What Is Pydantic and Why Should You Use It?
If you’ve been building Python applications, especially anything involving APIs or AI, you’ve probably run into a frustrating problem: bad data sneaking into your code.
Maybe a function expected an integer but got a string. Maybe an API response came back with missing fields. Maybe you spent 30 minutes debugging only to realize a dictionary key was misspelled. These kinds of bugs are silent, annoying, and surprisingly common in Python.
So how do you fix this? Meet Pydantic.
What Is Pydantic?
Pydantic is a Python library for data validation using type hints. You define what your data should look like using Python classes, and Pydantic makes sure the data actually matches, at runtime.
“Pydantic is the most widely used data validation library for Python. It uses Python type hints to validate data, serialize it, and generate JSON schemas, all with a clean, Pythonic API.”
Think of It Like a Bouncer at a Club
Imagine your function is a club, and the data coming in is a guest. Without Pydantic, anyone walks in, no ID check, no guest list. With Pydantic, there’s a bouncer at the door: wrong type? Rejected. Missing field? Rejected. Everything checks out? Come on in.
A Simple Example
Let’s start with the basics. Here’s how you’d define a simple data model with Pydantic:
from pydantic import BaseModel
class User(BaseModel):
name: str
age: int
email: str
Now let’s use it:
# This works perfectly
user = User(name="Jorge", age=28, email="jorge@example.com")
print(user.name) # Jorge
# Pydantic even converts types when possible
user2 = User(name="Dave", age="30", email="dave@example.com")

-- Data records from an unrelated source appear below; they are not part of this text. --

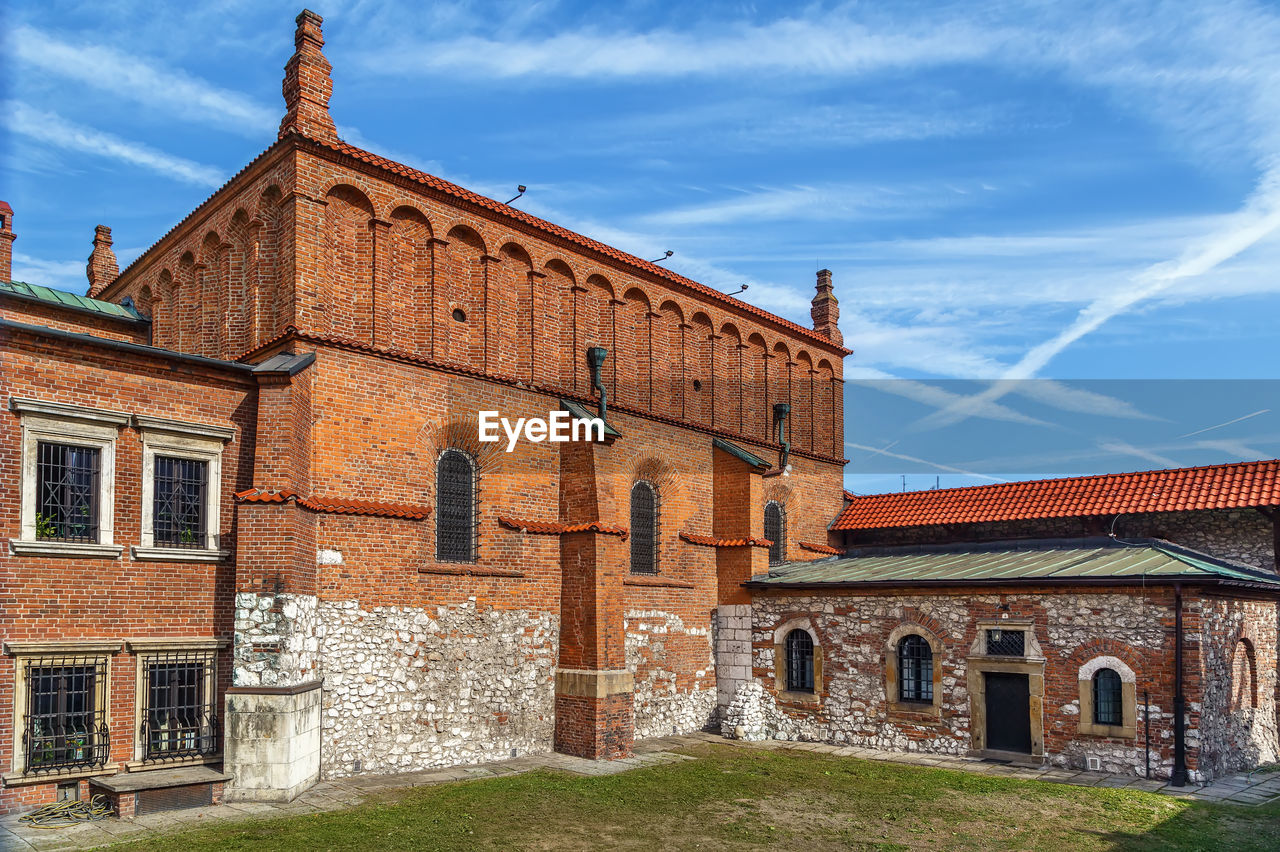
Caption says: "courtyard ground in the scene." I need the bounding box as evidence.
[2,737,1280,852]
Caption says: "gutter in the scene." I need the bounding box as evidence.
[0,319,253,376]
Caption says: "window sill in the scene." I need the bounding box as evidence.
[9,539,124,559]
[0,764,120,787]
[131,548,230,562]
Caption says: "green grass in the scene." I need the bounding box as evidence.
[122,745,1280,852]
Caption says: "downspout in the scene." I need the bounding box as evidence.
[586,347,609,422]
[1169,583,1187,787]
[764,403,791,476]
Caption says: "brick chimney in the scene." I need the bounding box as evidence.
[84,225,120,299]
[0,201,18,281]
[809,269,845,345]
[280,9,338,142]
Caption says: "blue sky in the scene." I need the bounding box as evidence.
[0,0,1280,490]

print(user2.age) # 30 (converted from string to int!)
# This will raise a validation error
try:
bad_user = User(name="Test", age="not a number", email="test@example.com")
except Exception as e:
print(e)
# age: Input should be a valid integer
That’s it. You define a class, add type hints, and Pydantic handles the rest. No more writing manual if isinstance(...) checks everywhere.
Why Pydantic Matters
I started paying attention to Pydantic when I noticed it’s used everywhere in the AI and data engineering ecosystem:
- FastAPI uses Pydantic for request/response validation
- LangChain uses Pydantic for structured outputs from LLMs
- PydanticAI is a whole agent framework built on top of it
- OpenAI’s API returns structured data that maps perfectly to Pydantic models
Benefits of using Pydantic:
- Catches bugs early by validating data at runtime
- Self-documenting code — your models describe the data shape
- Automatic type coercion — converts compatible types for you
- JSON serialization — convert to/from JSON with one method call
- IDE support — full autocomplete and type checking
Going Deeper: Nested Models and Validators
Pydantic really shines when your data gets more complex. Let’s look at nested models:
from pydantic import BaseModel, EmailStr, field_validator
from typing import List, Optional
class Address(BaseModel):
street: str
city: str
country: str = "Canada" # Default value
class Employee(BaseModel):
name: str
age: int
email: str
address: Address # Nested model!
skills: List[str] = [] # List with default
@field_validator("age")
@classmethod
def age_must_be_positive(cls, v):
if v < 0:
raise ValueError("Age must be positive")
return v
Now we can create an employee with a nested address:
emp = Employee(
name="Jorge",
age=28,
email="jorge@example.com",
address={"street": "123 Main St", "city": "Calgary", "country": "Canada"},
skills=["Python", "SQL", "Data Modeling"]
)
print(emp.address.city) # Calgary
print(emp.model_dump()) # Convert to dictionary
print(emp.model_dump_json()) # Convert to JSON string
✅ Why this matters: In real-world applications, data is rarely flat. Pydantic handles nested structures, lists, optional fields, and custom validation, all with clean syntax.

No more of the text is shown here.